El pico sur cuenta también con tres terrazas, una de ellas con una pequeña iglesia, una cruz de piedra y otro leacht. La inferior de todas ellas es conocida como la “del jardín” y hubiera sido desde luego el mejor sitio de este pico para esa función. Eran tres trozos de tierra nivelados gracias a muros de contención, ninguno de ellos muy grande. La del jardín tenía una longitud de 13 metros de largo por una anchura que iba de entre los 2 a los 4 metros.

Clocháns y cruz celta. Rene Kolmer

Diagrama del pico sur

Las condiciones de vida en Skellig debieron ser siempre muy difíciles hasta el punto de que algunos historiadores sostienen que los monjes abandonaban el lugar en invierno. El acceso debió de ser también un problema y la comunidad podría haber permanecido aislada durante largos periodos, incluso en verano. La dieta de los monjes, adaptada al entorno, habría estado compuesta de pescado, huevos y aves marinas. Según algunos historiadores los monjes llevaron vacas y ovejas a la isla, aunque estas acabaron cayendo por sus laderas. En cualquier caso, es probable que los monjes intentaron complementar su dieta con verduras mediante el cultivo de la terraza “del jardín”. El resto de alimentos, tales como el trigo, les tenía que ser traído desde tierra firme, aunque se desconoce hasta qué punto los monjes eran dependientes del suministro externo de provisiones.

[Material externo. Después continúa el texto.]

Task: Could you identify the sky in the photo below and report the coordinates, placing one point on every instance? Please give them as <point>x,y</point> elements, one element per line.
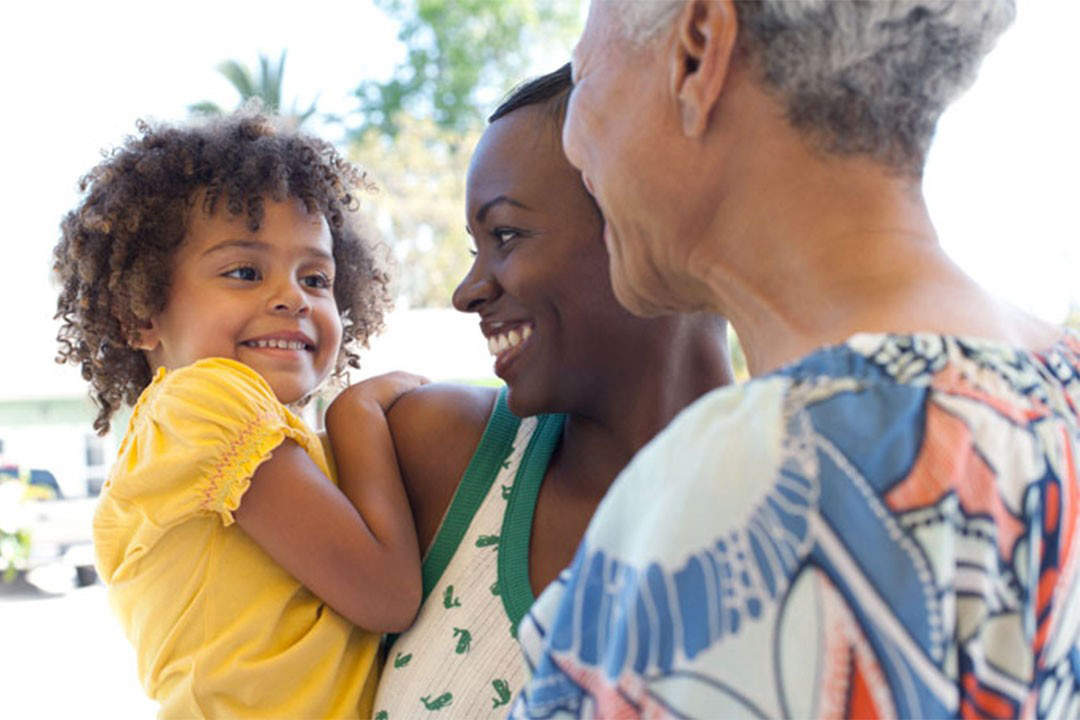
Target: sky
<point>1001,180</point>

Por si el duro entorno no fuera suficiente, los monjes de la isla fueron visitados por los vikingos. El primer saqueo del que se tiene constancia es del año 824, durante el cual los vikingos se llevaron consigo al abad Etgal, que, según se cuenta en el “Annals of Inisfallen”, acabó muriendo de hambre. Era una creencia habitual entre los vikingos que todos los monasterios poseían valiosos objetos de oro y plana, o hombres importantes, como el abad, por los que se podía obtener un buen rescate.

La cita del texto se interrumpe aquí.